Vi sono, insomma, i trasferimenti innovativi e quelli meccanici e ciechi.
Inoltre, v’è anche un terzo tipo di meccanismo. Si tratta dei casi in cui, grazie a un’analogia, si scopre qualcosa di nuovo, ma poi, proprio perché la scoperta si traduca in un’efficace e seducente novità, l’analogia deve venir nascosta. Per esempio, trasferire lo stesso gusto alla nocciola può portare all’invenzione di un cioccolatino “analogo” a una forma di merenda. Ma subito, appena inventato il nuovo prodotto, dovete nascondere il transfer con una pubblicità adeguata, che alluda al mondo peccaminoso dei “grandi”. A pochi adulti piace l’idea di apprezzare la vecchia merenda per bambini. In fondo la stessa operazione era stata fatta con il transfer dalla brillantina al gel. L’analogia strutturale tra i due tipi di prodotti era stata poi “coperta” dalla confezione e dalla retorica pubblicitaria, com’è stato fatto nel trasferire quel gusto alla nocciola dalla merenda al cioccolatino.

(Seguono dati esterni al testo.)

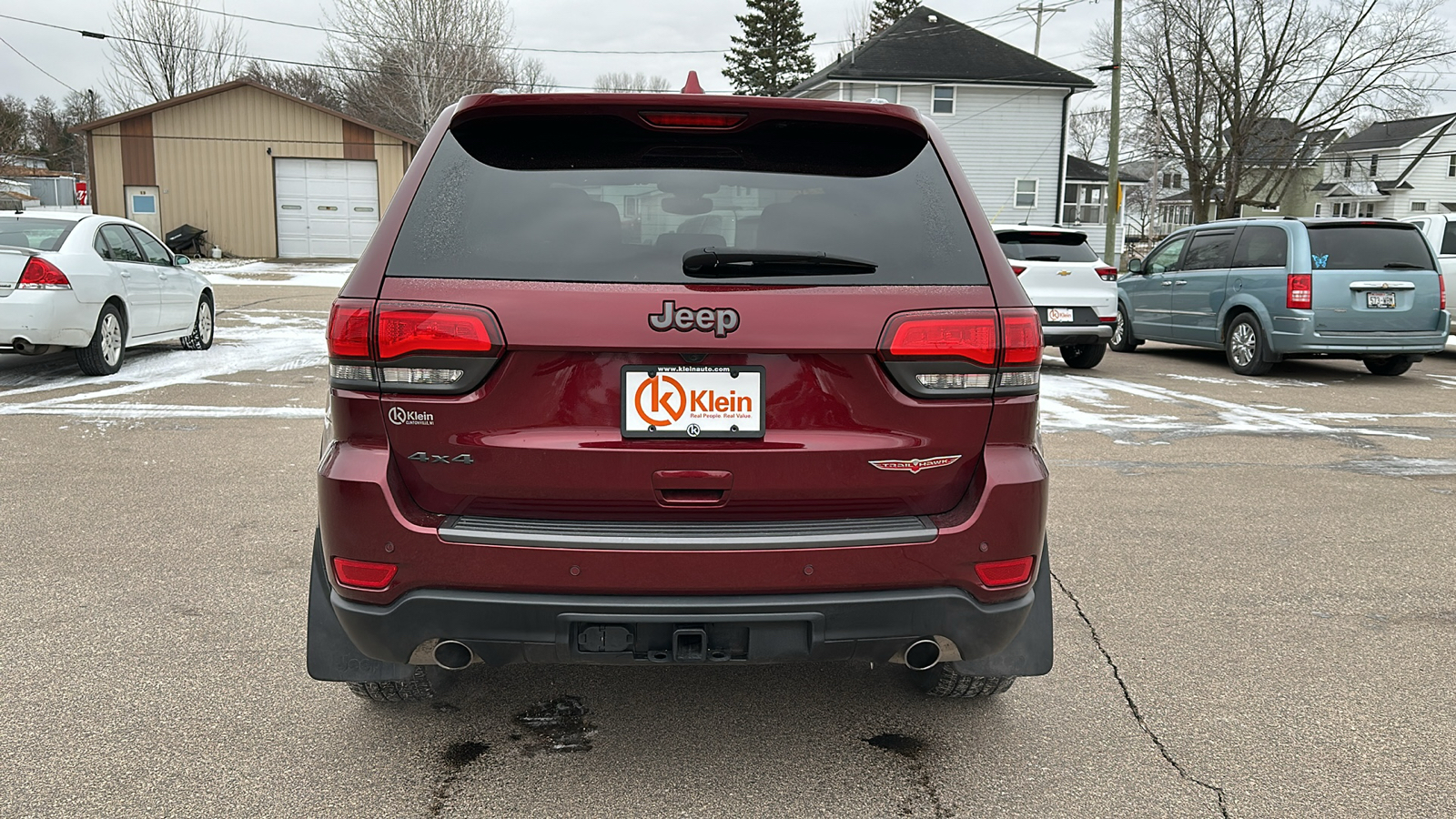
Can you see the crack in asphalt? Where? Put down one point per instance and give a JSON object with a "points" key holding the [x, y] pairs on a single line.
{"points": [[1135, 710]]}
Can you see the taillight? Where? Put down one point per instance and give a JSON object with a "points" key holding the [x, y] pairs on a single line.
{"points": [[965, 353], [411, 346], [1005, 571], [1299, 292], [364, 574], [41, 274]]}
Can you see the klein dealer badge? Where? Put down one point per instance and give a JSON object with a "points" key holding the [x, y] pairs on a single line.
{"points": [[915, 464]]}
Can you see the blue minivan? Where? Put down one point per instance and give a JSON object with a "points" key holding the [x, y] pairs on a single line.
{"points": [[1273, 288]]}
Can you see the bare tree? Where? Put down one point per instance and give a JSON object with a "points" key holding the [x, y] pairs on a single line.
{"points": [[1087, 133], [1237, 87], [407, 60], [623, 82], [165, 50]]}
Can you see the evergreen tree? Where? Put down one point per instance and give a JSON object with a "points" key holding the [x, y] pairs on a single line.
{"points": [[887, 14], [774, 53]]}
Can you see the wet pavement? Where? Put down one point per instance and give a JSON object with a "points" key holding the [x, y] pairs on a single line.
{"points": [[1254, 617]]}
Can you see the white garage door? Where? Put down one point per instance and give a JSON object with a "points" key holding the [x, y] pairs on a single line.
{"points": [[327, 207]]}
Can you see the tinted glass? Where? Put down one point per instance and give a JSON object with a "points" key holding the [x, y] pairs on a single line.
{"points": [[1165, 258], [1208, 251], [1369, 247], [153, 249], [1046, 247], [1261, 247], [121, 245], [626, 208], [35, 234]]}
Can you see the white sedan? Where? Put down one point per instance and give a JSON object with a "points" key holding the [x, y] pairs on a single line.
{"points": [[1072, 288], [98, 285]]}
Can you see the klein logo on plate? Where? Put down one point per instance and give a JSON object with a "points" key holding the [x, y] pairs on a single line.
{"points": [[915, 464], [692, 401], [400, 417]]}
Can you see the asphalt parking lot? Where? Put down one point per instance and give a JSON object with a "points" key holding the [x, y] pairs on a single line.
{"points": [[1254, 618]]}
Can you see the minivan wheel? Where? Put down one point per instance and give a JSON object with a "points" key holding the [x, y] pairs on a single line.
{"points": [[108, 344], [1244, 346], [201, 336], [414, 690], [946, 682], [1123, 339], [1084, 356], [1388, 365]]}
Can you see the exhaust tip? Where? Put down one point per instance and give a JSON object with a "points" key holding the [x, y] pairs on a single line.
{"points": [[453, 656], [922, 654]]}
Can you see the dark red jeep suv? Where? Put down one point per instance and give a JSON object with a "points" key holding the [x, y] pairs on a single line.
{"points": [[682, 379]]}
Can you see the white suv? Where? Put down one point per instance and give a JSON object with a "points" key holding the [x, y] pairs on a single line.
{"points": [[1074, 290]]}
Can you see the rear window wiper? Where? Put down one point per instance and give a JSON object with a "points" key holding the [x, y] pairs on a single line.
{"points": [[713, 263]]}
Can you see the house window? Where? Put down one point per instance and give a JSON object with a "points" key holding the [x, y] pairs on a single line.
{"points": [[1026, 193], [944, 99]]}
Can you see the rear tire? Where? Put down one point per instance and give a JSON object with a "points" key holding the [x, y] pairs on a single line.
{"points": [[414, 690], [1084, 356], [1245, 347], [1390, 365], [201, 336], [945, 682], [108, 344], [1123, 339]]}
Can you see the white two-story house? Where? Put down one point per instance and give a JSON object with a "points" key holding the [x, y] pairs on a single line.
{"points": [[1397, 169], [1002, 109]]}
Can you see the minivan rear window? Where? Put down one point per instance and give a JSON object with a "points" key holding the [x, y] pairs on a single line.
{"points": [[1046, 247], [630, 212], [1369, 247]]}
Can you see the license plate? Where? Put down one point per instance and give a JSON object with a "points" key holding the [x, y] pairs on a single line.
{"points": [[689, 402]]}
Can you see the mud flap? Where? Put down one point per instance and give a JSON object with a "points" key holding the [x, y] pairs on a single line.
{"points": [[332, 654], [1030, 652]]}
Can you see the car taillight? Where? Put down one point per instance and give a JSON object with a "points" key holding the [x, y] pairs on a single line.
{"points": [[364, 574], [411, 346], [1005, 571], [41, 274], [1299, 292], [965, 353]]}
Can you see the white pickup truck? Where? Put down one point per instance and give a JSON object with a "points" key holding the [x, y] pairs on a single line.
{"points": [[1441, 232]]}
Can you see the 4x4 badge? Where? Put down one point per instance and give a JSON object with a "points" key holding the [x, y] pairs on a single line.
{"points": [[720, 321], [915, 464]]}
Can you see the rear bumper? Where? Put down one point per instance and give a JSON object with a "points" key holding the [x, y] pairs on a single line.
{"points": [[763, 629]]}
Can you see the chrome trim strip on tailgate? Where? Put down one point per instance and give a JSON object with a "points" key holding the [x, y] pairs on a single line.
{"points": [[688, 535]]}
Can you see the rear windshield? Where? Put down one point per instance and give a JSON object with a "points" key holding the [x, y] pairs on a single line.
{"points": [[618, 207], [1369, 247], [1046, 247], [35, 234]]}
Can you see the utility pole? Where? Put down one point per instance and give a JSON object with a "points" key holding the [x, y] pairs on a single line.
{"points": [[1040, 12], [1114, 206]]}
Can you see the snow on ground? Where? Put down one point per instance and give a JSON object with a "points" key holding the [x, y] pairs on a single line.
{"points": [[262, 271], [247, 341]]}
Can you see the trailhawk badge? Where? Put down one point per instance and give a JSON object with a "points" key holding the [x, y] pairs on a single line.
{"points": [[916, 464]]}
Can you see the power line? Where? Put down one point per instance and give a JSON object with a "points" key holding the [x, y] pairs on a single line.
{"points": [[33, 63]]}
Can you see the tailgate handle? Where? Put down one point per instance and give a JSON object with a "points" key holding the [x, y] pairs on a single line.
{"points": [[692, 487]]}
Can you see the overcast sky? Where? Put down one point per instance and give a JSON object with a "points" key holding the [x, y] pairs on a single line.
{"points": [[623, 25]]}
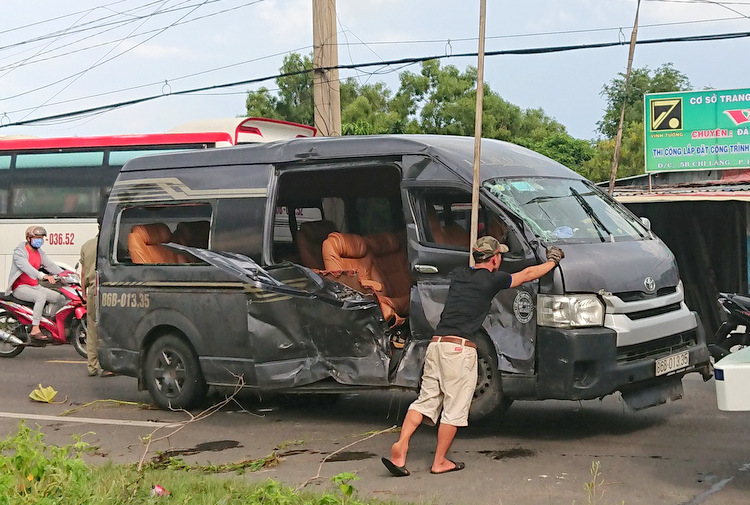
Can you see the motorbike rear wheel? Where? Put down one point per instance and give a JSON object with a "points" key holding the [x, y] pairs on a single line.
{"points": [[9, 324], [79, 334], [733, 343]]}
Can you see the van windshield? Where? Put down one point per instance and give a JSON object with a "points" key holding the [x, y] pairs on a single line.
{"points": [[566, 210]]}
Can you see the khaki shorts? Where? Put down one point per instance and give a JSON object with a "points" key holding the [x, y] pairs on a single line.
{"points": [[448, 382]]}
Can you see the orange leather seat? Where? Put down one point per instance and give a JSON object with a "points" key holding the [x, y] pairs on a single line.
{"points": [[345, 251], [392, 264], [450, 234], [144, 244], [310, 239]]}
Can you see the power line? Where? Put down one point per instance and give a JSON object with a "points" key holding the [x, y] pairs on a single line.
{"points": [[537, 50], [85, 26], [117, 41]]}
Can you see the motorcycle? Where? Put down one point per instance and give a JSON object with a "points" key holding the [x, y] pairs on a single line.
{"points": [[66, 326], [734, 333]]}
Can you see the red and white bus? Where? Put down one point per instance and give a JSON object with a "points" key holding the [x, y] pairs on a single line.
{"points": [[61, 183]]}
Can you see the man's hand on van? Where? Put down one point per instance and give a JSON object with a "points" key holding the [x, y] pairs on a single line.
{"points": [[555, 254]]}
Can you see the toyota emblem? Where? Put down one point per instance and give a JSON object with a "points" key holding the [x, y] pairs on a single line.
{"points": [[650, 284]]}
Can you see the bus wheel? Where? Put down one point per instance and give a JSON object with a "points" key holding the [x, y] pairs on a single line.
{"points": [[173, 374], [9, 325], [489, 402], [79, 334]]}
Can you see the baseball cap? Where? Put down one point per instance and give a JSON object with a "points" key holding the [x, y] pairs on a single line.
{"points": [[486, 247]]}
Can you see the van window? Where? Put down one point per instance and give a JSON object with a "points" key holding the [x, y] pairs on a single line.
{"points": [[447, 220], [374, 215], [359, 198], [143, 230], [566, 210]]}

In questi casi prima si fa un transfer e, immediatamente dopo, lo si nasconde. Questo stesso meccanismo, rovesciato, governa molti film e romanzi e, soprattutto, la suspense che li caratterizza. Il prototipo è La spia che venne dal freddo di John Le Carré (libro del 1963, film del 1965). Qui si evoca lo schema della spia disillusa e alcolizzata, e lo si trasferisce sul protagonista, all’inizio della storia. In seguito si racconta il finto smascheramento di una rete di pagamenti, e lo si traferisce al presunto traditore. Infine l’agognata salvezza dei protagonisti, Lei+Lui, serve in realtà a sacrificare Lei. Lei è l’unico personaggio “vero”, e, in un finale commovente, anche Lui decide d’essere un uomo autentico, non una spia corrotta in un mondo falso. In conclusione, il film funziona come una matrioska: suggerisce, e poi smonta, prima innescando e poi distruggendo schemi noti.
Il più grande problema di un consulente consiste nello spiegare che non sempre è facile fare i transfer giusti, quelli che conducono a nuove idee. Purtroppo altre volte, in modo pigro e istintivo, ci accontentiamo di quelli sbagliati. Ci basiamo su schemi che abbiamo in testa, e che non confrontiamo con la dovuta attenzione rispetto alle nuove realtà che abbiamo davanti. Altre volte, infine, costruiamo storie servendoci dei transfer consueti per creare un’atmosfera di suspense e sorpresa. Poi, quando vengono questi vengono smascherati, si finisce per mostrare che le cose stanno in tutt’altro modo.
Come distinguere i transfer produttivi da quelli ingannevoli? Non c’è una regola semplice. E tuttavia, per solito, quelli ingannevoli, scattano spontanei perché basati sull’esperienza passata, nostra o di una collettività. In questi casi dobbiamo diffidare, con la consueta strategia del sospetto/rispetto nei confronti della realtà delle cose. Si tratta di andare a vedere se ci sono veramente le condizioni che garantiscono la possibilità di prendere una decisione basata su un ragionamento analogico. I transfer produttivi, invece, sono nascosti. Fu solo con fatica che si scoprì che quella crema per merende da bambini (fissata così nella memoria dei più perché chiamata in origine Super-crema) celava la possibilità di un trasferimento a un dolce. L’indizio era stato il consumo, nel privato, da parte di acquirenti non-più bambini, vagamente vergognosi della fanciullaggine del gusto evocante tempi lontani. Bastava a quel punto trasferire nel pubblico ciò che era nascosto privato, mascherando l’analogia.
In conclusione, diffidiamo dei transfer che facciamo in modo immediato, e andiamo invece a vedere (dietro e dentro) quelli che sono difficili, chiedendoci perché lo sono.

Uno dei più grandi problemi con i clienti è che tendono a fare analogie soltanto sulla base della loro limitata esperienza passata. Tornerò su questo problema nelle prossime lezioni.